Re: Case Studies for 'Programming Hive' book from O'Reilly
Hi Jason, I'd be happy to discuss in your O'Reilly book our case study using HIVE for Regional Climate Modeling. Let me know how to proceed. Thank you! Cheers, Chris On Apr 11, 2012, at 10:48 AM, Jason Rutherglen wrote: > Dear Hive User, > > We want your interesting case study for our upcoming book titled > 'Programming Hive' from O'Reilly. > > How you use Hive, either high level or low level code details are both > encouraged! > > Feel free to reach out with a brief abstract. > > Regards, > > Jason Rutherglen ++ Chris Mattmann, Ph.D. Senior Computer Scientist NASA Jet Propulsion Laboratory Pasadena, CA 91109 USA Office: 171-266B, Mailstop: 171-246 Email: chris.a.mattm...@nasa.gov WWW: http://sunset.usc.edu/~mattmann/ ++ Adjunct Assistant Professor, Computer Science Department University of Southern California, Los Angeles, CA 90089 USA ++
Re: Case Studies for 'Programming Hive' book from O'Reilly
Hi Jason, I work for an international organization involved in the mobilization of biodiversity data (specifically we are dealing a lot with observations of species) so think of it as a lot of point based information with metadata tags.
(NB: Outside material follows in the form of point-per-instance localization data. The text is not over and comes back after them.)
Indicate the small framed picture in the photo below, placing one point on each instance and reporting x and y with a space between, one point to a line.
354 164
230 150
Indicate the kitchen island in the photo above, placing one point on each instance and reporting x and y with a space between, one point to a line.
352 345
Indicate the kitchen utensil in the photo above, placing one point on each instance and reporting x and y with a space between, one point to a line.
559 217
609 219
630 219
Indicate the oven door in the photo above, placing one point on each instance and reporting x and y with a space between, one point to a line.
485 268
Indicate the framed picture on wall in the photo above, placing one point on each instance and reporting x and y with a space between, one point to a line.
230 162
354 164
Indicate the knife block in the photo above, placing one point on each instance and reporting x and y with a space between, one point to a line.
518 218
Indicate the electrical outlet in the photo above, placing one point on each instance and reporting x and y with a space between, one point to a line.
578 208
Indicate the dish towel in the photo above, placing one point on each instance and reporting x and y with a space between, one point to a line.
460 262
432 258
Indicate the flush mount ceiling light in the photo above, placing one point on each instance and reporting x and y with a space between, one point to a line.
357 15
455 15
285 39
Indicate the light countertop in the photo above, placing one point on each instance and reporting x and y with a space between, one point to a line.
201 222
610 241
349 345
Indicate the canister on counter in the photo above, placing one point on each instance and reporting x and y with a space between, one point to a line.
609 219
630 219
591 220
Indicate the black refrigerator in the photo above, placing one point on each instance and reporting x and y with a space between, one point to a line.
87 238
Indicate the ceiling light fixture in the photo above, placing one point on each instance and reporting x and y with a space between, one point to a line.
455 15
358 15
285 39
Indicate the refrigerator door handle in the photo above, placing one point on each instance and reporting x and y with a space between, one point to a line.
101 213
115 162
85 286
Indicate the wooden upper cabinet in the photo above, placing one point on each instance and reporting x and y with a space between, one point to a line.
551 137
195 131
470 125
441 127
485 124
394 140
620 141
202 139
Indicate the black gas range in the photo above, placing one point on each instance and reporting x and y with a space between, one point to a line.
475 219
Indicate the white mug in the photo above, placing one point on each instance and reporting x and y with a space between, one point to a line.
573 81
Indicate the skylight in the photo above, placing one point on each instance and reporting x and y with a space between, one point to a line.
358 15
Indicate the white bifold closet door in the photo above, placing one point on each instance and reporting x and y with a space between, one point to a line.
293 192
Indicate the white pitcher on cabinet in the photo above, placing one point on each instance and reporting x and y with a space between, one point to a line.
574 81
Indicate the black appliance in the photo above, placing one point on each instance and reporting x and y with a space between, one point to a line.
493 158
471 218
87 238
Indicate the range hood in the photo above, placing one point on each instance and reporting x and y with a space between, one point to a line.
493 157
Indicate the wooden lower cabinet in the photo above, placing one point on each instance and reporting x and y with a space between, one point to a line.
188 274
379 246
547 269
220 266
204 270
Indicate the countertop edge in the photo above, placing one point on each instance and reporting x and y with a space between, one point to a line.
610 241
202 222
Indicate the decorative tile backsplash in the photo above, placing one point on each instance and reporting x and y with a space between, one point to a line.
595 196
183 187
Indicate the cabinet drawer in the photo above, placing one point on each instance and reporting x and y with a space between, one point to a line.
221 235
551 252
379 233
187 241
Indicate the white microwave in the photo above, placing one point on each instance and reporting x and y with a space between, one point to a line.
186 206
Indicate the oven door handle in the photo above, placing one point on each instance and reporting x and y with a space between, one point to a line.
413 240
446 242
We have built an Oozie workflow that uses Sqoop to suck in a few databases and then does a big transformation and set of quality control which we did using Hive and some custom UDFs. There is a blog introducing this on http://www.cloudera.com/blog/2011/06/biodiversity-indexing-migration-from-mysql-to-hadoop/ All our work and data are open, so I can freely write about any of it, and can link to real production code in Google svn. If it would be of interest to you I am happy to discuss what would be most useful to help write up for your book. Some possible angles you might consider: - real UDFs in action (e.g. parsing species scientific names) - UDTFs to generate a Google map tile cache - Hive in an ETL workflow to remove load from DBs - The pros and cons of calling web services from a UDF (we do it, but it keeps concerns clean and accept the risk of a DDoS we can control) - Sqoop and Hive together - We are getting into Hive on HBase and have found UDFs can help with type safety since we aren't running HIVE-1634 [with the advancements in Hive 0.9 I would think our workarounds are not worth documenting] - Metrics illustrating the importance of join order, and knowing data cardinality to ensure decent performance. Hope this is of interest, Tim On Wed, Apr 11, 2012 at 7:48 PM, Jason Rutherglen < jason.rutherg...@gmail.com> wrote: > Dear Hive User, > > We want your interesting case study for our upcoming book titled > 'Programming Hive' from O'Reilly. > > How you use Hive, either high level or low level code details are both > encouraged! > > Feel free to reach out with a brief abstract. > > Regards, > > Jason Rutherglen >